Taxation on return of capital increases the marginal product of capital, meaning that capital stock is lower than when capital is not taxed, which results decreased growth and welfare in steady state.
Theoretical and experimental results indicate that any attempt to decrease taxation on return of capital in Iran's economy, will be eventually reached to a higher capital formation, higher output and consumption per capita in the steady state.
Imrohoroglu (1998) studies the quantitative impact of eliminating capital income tax on capital accumulation and steady-state welfare in a general equilibrium model with overlapping generations of 65-period-lived individuals who face idiosyncratic earnings risk, borrowing constraints, and life-span uncertainty.
Aiyagari (1995) & Chamley (2001) in models with credit constraints have shown that capital income taxation may be desirable, even in the long 1.

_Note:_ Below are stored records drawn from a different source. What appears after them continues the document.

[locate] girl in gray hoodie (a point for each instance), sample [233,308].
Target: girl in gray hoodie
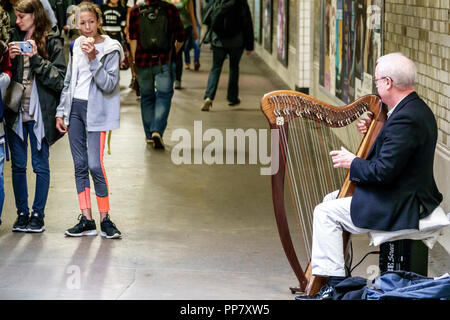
[89,107]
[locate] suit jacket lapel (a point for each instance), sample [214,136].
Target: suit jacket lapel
[408,98]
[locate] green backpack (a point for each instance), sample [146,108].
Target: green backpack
[154,28]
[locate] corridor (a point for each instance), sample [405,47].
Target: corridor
[190,231]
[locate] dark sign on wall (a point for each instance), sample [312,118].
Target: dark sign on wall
[282,31]
[268,22]
[257,20]
[351,42]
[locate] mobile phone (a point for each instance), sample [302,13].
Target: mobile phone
[24,46]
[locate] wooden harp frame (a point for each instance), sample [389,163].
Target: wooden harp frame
[279,108]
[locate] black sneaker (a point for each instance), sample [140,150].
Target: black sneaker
[109,229]
[157,140]
[21,223]
[84,228]
[326,293]
[36,223]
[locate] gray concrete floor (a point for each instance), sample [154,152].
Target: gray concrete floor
[189,231]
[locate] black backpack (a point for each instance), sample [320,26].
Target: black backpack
[224,18]
[154,28]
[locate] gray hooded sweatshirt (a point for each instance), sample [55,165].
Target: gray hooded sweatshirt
[103,111]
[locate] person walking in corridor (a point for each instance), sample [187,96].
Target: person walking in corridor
[90,106]
[230,31]
[41,73]
[155,63]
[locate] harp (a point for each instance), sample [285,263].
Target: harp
[305,137]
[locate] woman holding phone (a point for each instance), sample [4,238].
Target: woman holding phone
[41,72]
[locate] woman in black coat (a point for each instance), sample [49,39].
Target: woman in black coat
[42,73]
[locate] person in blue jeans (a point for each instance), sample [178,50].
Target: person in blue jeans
[232,46]
[157,93]
[5,78]
[155,72]
[42,74]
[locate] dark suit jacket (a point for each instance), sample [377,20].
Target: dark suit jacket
[395,184]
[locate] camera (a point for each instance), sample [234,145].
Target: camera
[25,46]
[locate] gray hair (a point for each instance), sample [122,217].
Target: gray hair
[399,68]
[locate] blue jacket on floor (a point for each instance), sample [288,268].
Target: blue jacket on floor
[408,285]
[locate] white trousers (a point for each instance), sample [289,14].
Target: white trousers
[331,217]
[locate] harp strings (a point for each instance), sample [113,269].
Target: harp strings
[310,173]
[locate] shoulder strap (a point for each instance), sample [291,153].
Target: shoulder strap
[71,48]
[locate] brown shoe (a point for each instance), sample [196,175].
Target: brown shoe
[207,104]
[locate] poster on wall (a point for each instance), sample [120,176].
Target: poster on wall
[257,20]
[351,43]
[267,22]
[282,31]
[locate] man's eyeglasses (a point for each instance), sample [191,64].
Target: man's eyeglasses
[376,80]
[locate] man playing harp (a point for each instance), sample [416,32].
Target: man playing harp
[395,186]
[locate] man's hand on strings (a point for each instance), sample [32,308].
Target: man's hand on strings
[342,158]
[363,124]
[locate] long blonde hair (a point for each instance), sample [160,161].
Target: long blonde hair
[90,7]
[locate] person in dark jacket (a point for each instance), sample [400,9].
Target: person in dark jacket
[42,73]
[395,186]
[233,47]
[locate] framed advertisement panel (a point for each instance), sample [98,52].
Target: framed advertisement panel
[350,44]
[282,31]
[257,20]
[268,23]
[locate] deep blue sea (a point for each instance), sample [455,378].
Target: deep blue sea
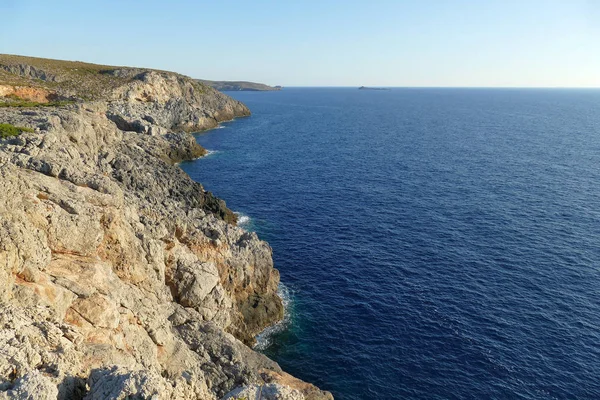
[433,243]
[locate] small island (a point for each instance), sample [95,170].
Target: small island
[370,88]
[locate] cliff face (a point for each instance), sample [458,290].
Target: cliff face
[119,275]
[237,86]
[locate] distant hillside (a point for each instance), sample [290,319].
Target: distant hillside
[233,86]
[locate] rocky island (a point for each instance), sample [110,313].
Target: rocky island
[120,277]
[236,86]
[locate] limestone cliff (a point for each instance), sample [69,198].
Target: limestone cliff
[119,275]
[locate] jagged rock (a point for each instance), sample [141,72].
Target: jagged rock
[264,392]
[119,275]
[33,386]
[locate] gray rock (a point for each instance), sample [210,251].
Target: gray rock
[117,271]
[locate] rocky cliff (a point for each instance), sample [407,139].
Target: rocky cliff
[120,277]
[237,86]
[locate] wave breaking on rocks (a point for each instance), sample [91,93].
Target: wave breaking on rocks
[121,277]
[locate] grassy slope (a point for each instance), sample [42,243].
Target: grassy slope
[74,79]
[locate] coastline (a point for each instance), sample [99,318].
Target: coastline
[120,275]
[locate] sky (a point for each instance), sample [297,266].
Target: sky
[456,43]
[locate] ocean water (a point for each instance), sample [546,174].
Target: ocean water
[432,243]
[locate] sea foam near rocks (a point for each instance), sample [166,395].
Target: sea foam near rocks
[267,337]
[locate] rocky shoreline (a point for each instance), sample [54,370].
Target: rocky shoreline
[120,277]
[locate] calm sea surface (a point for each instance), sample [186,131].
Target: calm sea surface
[433,243]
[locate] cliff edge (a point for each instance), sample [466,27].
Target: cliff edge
[120,277]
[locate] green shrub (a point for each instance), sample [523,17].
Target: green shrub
[27,103]
[8,130]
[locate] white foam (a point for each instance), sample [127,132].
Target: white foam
[210,152]
[243,220]
[265,338]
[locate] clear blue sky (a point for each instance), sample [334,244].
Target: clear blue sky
[544,43]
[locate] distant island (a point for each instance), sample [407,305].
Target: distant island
[235,86]
[369,88]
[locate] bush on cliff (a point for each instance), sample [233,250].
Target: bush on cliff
[8,130]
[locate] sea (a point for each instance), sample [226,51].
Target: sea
[432,243]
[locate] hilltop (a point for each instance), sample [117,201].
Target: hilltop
[121,277]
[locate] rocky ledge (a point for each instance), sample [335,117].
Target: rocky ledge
[120,277]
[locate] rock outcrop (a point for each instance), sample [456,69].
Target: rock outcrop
[120,277]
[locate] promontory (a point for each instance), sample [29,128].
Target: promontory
[120,277]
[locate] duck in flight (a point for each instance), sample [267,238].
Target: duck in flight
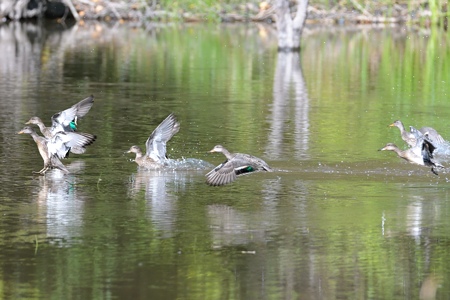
[155,154]
[65,121]
[420,154]
[57,147]
[409,137]
[236,164]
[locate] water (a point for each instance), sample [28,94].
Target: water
[336,220]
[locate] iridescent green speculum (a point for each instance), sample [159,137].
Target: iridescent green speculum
[73,125]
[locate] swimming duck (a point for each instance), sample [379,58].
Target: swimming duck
[236,164]
[66,121]
[410,139]
[57,147]
[155,155]
[419,154]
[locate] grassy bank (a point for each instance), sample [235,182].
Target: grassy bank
[424,13]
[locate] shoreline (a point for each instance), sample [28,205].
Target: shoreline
[138,11]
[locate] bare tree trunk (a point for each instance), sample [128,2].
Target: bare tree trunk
[290,30]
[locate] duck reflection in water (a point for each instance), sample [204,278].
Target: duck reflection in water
[61,204]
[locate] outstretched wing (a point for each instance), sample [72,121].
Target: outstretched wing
[156,143]
[63,120]
[222,174]
[61,143]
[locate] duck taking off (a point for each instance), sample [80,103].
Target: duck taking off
[235,165]
[56,148]
[65,121]
[410,138]
[155,155]
[420,154]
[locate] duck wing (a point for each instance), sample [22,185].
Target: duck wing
[66,120]
[222,174]
[239,164]
[433,135]
[156,143]
[61,143]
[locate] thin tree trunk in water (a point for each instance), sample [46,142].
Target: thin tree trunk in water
[290,30]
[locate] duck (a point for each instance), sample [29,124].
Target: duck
[236,164]
[155,154]
[420,154]
[65,121]
[433,136]
[56,148]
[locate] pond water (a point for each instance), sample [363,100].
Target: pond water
[336,220]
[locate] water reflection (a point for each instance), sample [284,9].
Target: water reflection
[61,204]
[289,85]
[160,193]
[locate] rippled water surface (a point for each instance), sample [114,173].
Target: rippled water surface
[336,220]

2. See Summers (1981), Seidman (1984), Auerbach and Kotlikoff (1987), Pecorino (1994), Devereux and Love (1994), Turnovsky (2000), and Davies, Zeng and Zhang (2000).
In the steady state, the resulted change in capital stock, output, consumption per capita, and welfare are showed in table 12.
The results indicate that with reduction in tax on return to capital increased capital stock, output and consumption per capita, and welfare level in the steady state.